At first, it seemed a luxury. She had always liked to pick out produce herself. And she worried that perhaps she was exploiting someone who couldn’t work from home. But then, that person had to earn a living, didn’t he or she? Maybe by not ordering the groceries, she was harming rather than helping society. All this social consciousness was becoming wearing, so she decided to set it aside and take the plunge. She could always go back to doing a kamikaze run to the local store, mask and gloves firmly in place.

The first day, she waited and waited for the sound of the truck. She had a tip for the deliveryman -- she was sure it wouldn’t be a woman -- but didn’t want to tape the envelope to the outside of the storm door that she was never so grateful for until she saw the deliveryman approach it with the bag. Then once he left, she would bring the bag into the hall, removing only the perishables, cleaning them off and putting them in the refrigerator. The rest would wait till the next day.
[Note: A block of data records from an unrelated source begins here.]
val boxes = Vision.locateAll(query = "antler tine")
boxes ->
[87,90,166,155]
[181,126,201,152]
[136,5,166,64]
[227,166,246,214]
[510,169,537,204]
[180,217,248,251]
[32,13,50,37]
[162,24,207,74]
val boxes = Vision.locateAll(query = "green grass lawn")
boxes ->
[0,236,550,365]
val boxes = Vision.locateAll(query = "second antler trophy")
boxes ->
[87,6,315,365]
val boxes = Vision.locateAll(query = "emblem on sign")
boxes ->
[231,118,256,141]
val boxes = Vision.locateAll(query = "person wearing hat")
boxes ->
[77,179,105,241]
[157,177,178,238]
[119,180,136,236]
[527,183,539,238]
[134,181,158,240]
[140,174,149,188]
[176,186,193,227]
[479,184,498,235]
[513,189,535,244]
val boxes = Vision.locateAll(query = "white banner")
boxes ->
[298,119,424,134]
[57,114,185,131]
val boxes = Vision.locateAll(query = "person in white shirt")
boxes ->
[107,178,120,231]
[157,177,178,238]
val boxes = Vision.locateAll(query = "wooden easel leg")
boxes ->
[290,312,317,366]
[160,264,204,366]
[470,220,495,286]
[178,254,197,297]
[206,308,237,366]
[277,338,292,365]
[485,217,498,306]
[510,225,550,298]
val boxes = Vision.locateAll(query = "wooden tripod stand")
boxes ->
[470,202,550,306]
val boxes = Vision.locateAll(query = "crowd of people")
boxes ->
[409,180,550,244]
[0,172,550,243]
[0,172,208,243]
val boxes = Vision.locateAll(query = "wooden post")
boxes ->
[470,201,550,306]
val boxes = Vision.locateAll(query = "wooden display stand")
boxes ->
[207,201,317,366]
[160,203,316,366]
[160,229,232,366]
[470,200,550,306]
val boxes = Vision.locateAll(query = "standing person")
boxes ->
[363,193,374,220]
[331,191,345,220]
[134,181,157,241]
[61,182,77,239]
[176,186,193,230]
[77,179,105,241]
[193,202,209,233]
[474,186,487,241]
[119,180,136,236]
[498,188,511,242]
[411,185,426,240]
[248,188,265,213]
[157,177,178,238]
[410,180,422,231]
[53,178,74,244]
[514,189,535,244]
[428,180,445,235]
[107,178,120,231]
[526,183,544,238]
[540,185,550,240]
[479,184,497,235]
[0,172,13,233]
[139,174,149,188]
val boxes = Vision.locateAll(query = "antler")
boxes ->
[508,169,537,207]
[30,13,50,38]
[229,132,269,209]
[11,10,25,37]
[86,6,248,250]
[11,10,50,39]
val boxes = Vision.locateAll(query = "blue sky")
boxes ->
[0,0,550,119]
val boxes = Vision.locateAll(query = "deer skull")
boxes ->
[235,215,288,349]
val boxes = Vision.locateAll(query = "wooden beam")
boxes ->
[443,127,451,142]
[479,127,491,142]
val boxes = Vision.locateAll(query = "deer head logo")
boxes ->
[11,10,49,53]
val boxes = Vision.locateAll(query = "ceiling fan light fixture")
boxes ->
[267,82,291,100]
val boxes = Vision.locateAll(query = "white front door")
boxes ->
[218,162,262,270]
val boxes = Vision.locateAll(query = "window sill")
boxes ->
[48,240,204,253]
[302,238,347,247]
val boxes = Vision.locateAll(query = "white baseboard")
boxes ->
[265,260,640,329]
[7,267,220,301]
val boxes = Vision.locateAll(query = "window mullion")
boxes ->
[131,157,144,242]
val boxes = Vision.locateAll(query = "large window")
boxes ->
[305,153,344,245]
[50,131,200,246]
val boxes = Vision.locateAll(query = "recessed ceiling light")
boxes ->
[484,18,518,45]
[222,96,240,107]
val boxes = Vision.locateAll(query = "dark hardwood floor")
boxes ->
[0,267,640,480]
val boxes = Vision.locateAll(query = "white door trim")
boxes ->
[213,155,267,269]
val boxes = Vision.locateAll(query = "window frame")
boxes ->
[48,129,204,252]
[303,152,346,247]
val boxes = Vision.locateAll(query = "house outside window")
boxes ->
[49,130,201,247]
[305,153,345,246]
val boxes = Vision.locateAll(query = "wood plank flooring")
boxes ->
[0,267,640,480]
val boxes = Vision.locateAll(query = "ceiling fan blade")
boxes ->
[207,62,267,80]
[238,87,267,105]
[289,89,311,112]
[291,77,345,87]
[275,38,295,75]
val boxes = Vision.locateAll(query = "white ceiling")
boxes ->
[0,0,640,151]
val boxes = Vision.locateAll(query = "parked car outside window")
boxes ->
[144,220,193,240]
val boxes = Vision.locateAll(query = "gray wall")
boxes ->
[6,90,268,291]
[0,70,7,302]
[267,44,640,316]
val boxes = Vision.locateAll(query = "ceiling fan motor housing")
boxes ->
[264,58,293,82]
The deliveryman arrived just before five P.M. He was a bit younger than she. It was hard to tell as he wore a hoodie, sunglasses, a mask and gloves. Indeed, he could’ve been the Unabomber. Remember how the wanted poster made the Unabomber so handsome with that movie star stubble sprinkling chiseled features? And then it turned out that the real Unabomber looked like a disheveled Kenneth Branagh, so disappointing. But she was getting distracted. The deliveryman was giving her a big thumbs up for the tip and saying something she could make out through the glass and the mask: “Have a good evening. Stay safe.”